Transmission electron microscopy

MSCs and huSGs from cocultures and control cultures were fixed at several time intervals (days 1, 3, 5, 7, 9, and 14) in 2% formaldehyde, 2% glutaraldehyde, 0.1 M cacodylate buffer (pH 7.4), 1% osmium tetroxide, and embedded in Epon812 (Electron Microscopy Sciences). Thin sections (70 nm) were cut and mounted onto copper grids. Grids were stained with 3% uranyl acetate and 2% lead citrate, and then examined at various magnifications using a 100-CXII transmission electron microscopy (TEM, JEOL) at an accelerating voltage of 120 kV.

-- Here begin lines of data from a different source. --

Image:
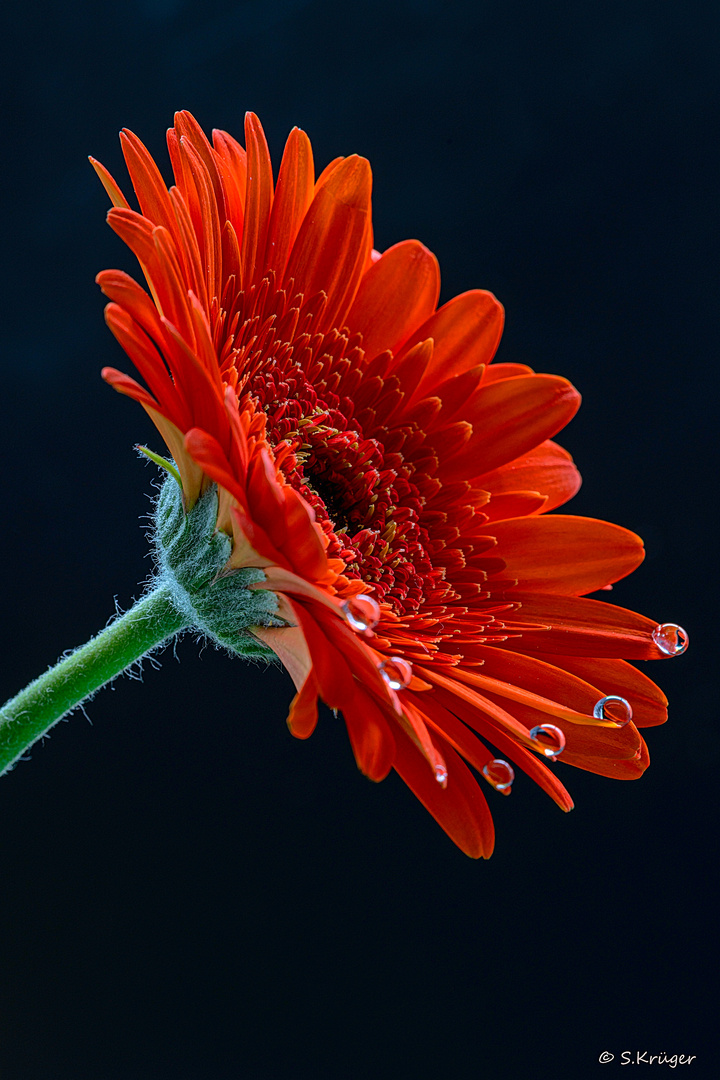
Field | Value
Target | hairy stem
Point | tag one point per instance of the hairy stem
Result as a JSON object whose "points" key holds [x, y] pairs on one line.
{"points": [[31, 713]]}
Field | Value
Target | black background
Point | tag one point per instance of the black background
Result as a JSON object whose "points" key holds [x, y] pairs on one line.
{"points": [[185, 890]]}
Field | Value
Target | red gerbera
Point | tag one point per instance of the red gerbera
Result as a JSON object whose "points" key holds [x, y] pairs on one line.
{"points": [[390, 484]]}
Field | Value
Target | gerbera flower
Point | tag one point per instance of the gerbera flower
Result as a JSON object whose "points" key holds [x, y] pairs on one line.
{"points": [[385, 481]]}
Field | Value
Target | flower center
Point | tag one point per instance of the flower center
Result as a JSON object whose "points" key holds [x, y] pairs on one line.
{"points": [[364, 499]]}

Quantitative real-time polymerase chain reaction

Total RNA was isolated from MSCs and huSGs at days 1, 2, 3, 5, 7, and 9 using the RNeasy micro kit (Qiagen Ltd.) with in-column DNase digestion. The concentration of RNA was determined using Qubit (Molecular Probes). Total RNA (2 μg per sample) was reverse transcribed using the high-capacity cDNA Archive Kit (Applied Biosystems) in 20 μL volume. For polymerase chain reaction (PCR) amplification, 5% of the cDNA was used with real-time PCR primers and 6-carboxy-fluorescein (FAM)-labeled minor groove binder probes. The probes and primers for AQP-5, α-AMY, CLDN-2, and glyceraldehyde 3-phosphate dehydrogenase (GAPDH, housekeeping gene) were selected from the Applied Biosystems database. PCRs (20 μL) were performed in duplicates using TaqMan Universal Master Mix (Applied Biosystems) on a Prism Sequence Detection System 7500 (Applied Biosystems) with the default settings (50°C for 2 min, 95°C for 10 min, and 40 cycles of 95°C for 15 s and 60°C for 1 min). Gene expression levels were calculated by normalizing the target RNA value to GAPDH and reported as fold-changes in gene expression relative to control huSGs cultured for 9 days (as these samples expressed the lowest levels of the target genes tested). Results were from 5 patients for MSC controls and cocultures, and from 10 patients for huSG cocultures. Results shown were an average of 5 replicates from each experiment.

Statistical analysis

Data are presented as means ± standard error of the means of results from 3 or more separate experiments. Our data were analyzed by ANOVA, where P value <0.05 represents significant differences between groups at specified times. Cell percentages presented in this study were determined upon examination of at least 1,000 cells per slide, copper grid, or polyester filter.

Results

Cell morphology of MSCs and huSGs in cocultures

MSCs in control cultures showed typical fibroblast-like appearance (Fig. 1A). Within 24 h, 40% of cocultured MSCs lost their fibroblast appearance and aggregates of 6–10 cells started to form (Fig. 1B). These cell aggregates grew in size and resembled salivary-like acinar units (starting from day 3) connected to fibroblast-like strings (Fig. 1C). huSGs in cocultures retained their usual round, oval, and polygonal shape (Fig. 1D). Results were comparable between gland types (parotid vs. submandibular glands) and gender of the patients. As for the age of the patients, we noticed no differences between the 5 MSCs healthy donors (20–35 years). However, from the 10 patients who donated their glands, huSGs derived from older patients (60–73 years) were slower to attach and took longer time to become confluent when compared to those from younger patients (20–52 years).

FIG. 1.

Light micrograph of (A) mesenchymal stem cells (MSCs) cultured alone (controls) in Transwell-clear system for 5 days with a typical fibroblast-like appearance. (B) MSCs (in upper chamber) cocultured with human salivary gland epithelial cells (huSGs) (in lower chamber) for 1 day showed rounded cell aggregates. (C) MSCs cocultured for 3 days formed acinar-like units (AU) connected by fibroblast-like cords (FC). (D) huSGs cocultured in the lower chamber of the Transwell coculture system for 7 days appeared as small cobblestone epithelial-like cells. Scale bar = 34 μm, ×200.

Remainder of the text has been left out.